Men of Honor : ma vie dans les tranchées
En cette année de commémoration de l’armistice de 1918, Men of Honor tombe à point nommé pour rappeler, sur un mode feutré, l’enfer morbide que constitua la guerre dans les tranchées.
C’est avec un certain sens du timing qu’arrive dans les rayons vidéo l’édition française « spécial Centenaire » de Men of Honor, alias Journey’s End en version originale. Ce film de guerre britannique, sélectionné au dernier festival de Dinard, nous plonge un siècle tout juste après les faits dans l’enfer de la Première Guerre Mondiale, et plus précisément sa dernière année de combat qu’est 1918. Un semestre à peine avant la signature de l’Armistice, la guerre faisait encore rage sur le front, et les généraux continuaient d’envoyer à la mort des milliers de soldats fatigués et traumatisés par la vie dans les tranchées. C’est dans ce dédale boueux et semi-souterrain qu’atterrit le tout jeune lieutenant Raleigh (Asa Butterfield, toujours aussi poupon depuis Hugo Cabret), qui a tenu à être intégré dans une garnison particulièrement exposée, commandée par son ami d’enfance le capitaine Stanhope (Sam Claflin, The Riot Club).
Après trois ans de conflit, celui-ci n’est plus que l’ombre de lui-même. Alcoolique, colérique et pour tout dire désespéré, Stanhope ne peut s’appuyer que sur l’amitié indéfectible de son second, le lieutenant Osborne (Paul Bettany, Avengers : Infinity War), un homme de lettres courageux et toujours égal à lui-même, le rustre sous-lieutenant Trotter (Stephen Graham, La Taupe) et l’aide camp et cuisinier en chef Mason (Toby Jones, Berberian Sound Studio). La compagnie compte les jours qui les séparent d’un assaut massif des troupes allemandes, qui ont prévu de percer les lignes alliées dans une ultime offensive. L’ordre a été donné de tenir la position, quoiqu’il en coûte…
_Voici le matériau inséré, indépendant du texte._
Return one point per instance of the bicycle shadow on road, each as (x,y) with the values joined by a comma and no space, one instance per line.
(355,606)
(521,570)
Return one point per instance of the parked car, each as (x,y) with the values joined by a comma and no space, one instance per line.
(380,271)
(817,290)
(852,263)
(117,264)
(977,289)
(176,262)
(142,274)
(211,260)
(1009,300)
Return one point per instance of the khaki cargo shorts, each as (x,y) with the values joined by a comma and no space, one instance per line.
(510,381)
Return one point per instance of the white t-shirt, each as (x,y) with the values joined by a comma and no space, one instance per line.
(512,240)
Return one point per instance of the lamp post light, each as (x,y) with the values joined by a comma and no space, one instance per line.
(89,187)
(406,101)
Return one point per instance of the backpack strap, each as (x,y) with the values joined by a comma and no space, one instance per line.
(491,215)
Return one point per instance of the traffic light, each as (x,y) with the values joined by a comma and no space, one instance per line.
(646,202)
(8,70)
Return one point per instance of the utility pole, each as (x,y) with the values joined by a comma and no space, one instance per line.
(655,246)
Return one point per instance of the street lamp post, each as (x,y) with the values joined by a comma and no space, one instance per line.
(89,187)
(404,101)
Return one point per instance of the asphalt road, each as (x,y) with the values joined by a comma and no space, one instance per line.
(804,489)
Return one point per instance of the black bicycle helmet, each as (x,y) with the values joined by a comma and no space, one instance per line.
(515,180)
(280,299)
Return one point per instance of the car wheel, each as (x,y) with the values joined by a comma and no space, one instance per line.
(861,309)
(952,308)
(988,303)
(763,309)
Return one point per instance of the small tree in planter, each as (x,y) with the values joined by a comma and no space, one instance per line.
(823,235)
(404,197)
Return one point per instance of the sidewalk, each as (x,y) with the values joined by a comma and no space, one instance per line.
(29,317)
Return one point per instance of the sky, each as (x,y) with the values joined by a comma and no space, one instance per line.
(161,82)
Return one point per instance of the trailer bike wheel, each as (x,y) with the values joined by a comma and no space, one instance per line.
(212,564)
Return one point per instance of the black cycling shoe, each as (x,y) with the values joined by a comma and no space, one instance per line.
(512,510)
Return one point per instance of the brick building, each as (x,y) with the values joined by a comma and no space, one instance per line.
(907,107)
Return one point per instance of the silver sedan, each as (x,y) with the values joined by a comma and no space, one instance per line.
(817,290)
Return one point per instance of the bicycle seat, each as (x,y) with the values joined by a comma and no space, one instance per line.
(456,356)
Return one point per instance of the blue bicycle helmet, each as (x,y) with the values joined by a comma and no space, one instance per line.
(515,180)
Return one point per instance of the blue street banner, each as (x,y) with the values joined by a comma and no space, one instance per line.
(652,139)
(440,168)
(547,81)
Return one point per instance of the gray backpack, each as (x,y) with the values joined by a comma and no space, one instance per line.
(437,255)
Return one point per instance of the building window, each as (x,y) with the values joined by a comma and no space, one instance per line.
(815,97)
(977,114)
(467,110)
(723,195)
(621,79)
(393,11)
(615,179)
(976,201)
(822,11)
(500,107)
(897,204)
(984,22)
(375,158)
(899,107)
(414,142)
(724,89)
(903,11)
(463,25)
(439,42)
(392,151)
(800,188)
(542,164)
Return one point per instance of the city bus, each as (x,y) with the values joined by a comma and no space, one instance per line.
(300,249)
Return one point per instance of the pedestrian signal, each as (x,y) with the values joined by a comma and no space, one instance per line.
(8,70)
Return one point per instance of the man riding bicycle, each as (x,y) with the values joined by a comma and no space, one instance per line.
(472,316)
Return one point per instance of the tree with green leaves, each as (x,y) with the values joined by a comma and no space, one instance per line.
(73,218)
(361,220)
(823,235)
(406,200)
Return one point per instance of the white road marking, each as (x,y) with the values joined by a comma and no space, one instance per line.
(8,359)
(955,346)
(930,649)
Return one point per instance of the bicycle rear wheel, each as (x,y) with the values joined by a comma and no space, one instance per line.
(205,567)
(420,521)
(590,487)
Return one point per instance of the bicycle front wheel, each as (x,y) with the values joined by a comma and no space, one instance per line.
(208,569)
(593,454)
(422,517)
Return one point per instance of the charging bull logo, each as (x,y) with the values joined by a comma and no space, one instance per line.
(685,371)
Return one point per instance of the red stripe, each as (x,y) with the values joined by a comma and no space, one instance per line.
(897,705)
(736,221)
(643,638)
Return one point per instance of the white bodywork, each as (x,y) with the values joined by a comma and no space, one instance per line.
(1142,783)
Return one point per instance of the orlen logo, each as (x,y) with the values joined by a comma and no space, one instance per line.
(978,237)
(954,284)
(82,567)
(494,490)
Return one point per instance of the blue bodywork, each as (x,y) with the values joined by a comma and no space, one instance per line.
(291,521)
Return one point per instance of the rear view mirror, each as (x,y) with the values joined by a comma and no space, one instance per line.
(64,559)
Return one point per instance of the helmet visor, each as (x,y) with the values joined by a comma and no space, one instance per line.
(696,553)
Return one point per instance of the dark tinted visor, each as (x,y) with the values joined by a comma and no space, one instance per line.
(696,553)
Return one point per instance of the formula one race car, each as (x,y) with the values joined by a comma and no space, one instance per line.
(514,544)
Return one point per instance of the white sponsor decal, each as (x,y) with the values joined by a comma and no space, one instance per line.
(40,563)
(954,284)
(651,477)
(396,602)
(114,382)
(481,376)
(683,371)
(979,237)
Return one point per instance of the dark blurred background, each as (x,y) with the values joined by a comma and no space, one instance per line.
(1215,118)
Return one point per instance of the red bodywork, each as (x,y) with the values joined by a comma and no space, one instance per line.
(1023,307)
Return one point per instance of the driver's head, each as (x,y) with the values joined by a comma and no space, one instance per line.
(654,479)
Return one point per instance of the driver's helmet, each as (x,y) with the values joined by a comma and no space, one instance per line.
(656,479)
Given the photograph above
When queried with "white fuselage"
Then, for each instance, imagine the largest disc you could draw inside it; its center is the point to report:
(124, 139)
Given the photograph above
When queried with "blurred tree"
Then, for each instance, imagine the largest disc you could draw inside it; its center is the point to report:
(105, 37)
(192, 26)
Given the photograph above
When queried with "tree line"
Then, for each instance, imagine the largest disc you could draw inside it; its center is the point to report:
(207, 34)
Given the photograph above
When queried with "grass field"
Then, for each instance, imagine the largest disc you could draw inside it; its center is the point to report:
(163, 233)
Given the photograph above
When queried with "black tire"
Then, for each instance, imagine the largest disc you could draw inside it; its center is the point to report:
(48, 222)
Survivre et laisser mourir
Même si l’on était pas au courant de la réputation du texte d’origine, il est clair en découvrant Men of Honor, moins un film de guerre pétaradant qu’une méditation feutrée sur l’inéluctabilité de la mort, que nous avons affaire à l’adaptation d’une pièce de théâtre. Décor unique (l’action s’installe au bout de quelques minutes dans les tranchées et le « mess » des officiers), nombre de personnages limité, action inscrite dans le temps avec un compte à rebours terrible : « Journey’s End », écrit dans les années 20 par l’ancien soldat anglais R.C. Sherriff, est, de fait, à la fois une pièce et un roman devenu incontournable dans la littérature britannique. Adapté au cinéma en 1930, en téléfilm et d’innombrables fois sur les planches, le texte se voit ici retravaillé et condensé par le scénariste Simon Reade et le réalisateur Saul Dibb (The Duchess). Celui-ci, malgré les coutures voyantes d’un script qui privilégie l’étude de caractère et le situationnisme aux scènes d’action, soit brèves et chaotiques, soit hors-champ, se refuse à illustrer platement les échanges entre Stanhope, Raleigh et tous les officiers. Il tire parti d’un décor claustrophobique à souhait pour isoler ses protagonistes dans le cadre, ou au contraire les regrouper, les « unifier » dans le cocon protecteur du mess lorsqu’ils mettent de côté leurs noires pensées pour s’intéresser aux choses les plus triviales (le menu du soir, une dérisoire lettre à envoyer à la famille).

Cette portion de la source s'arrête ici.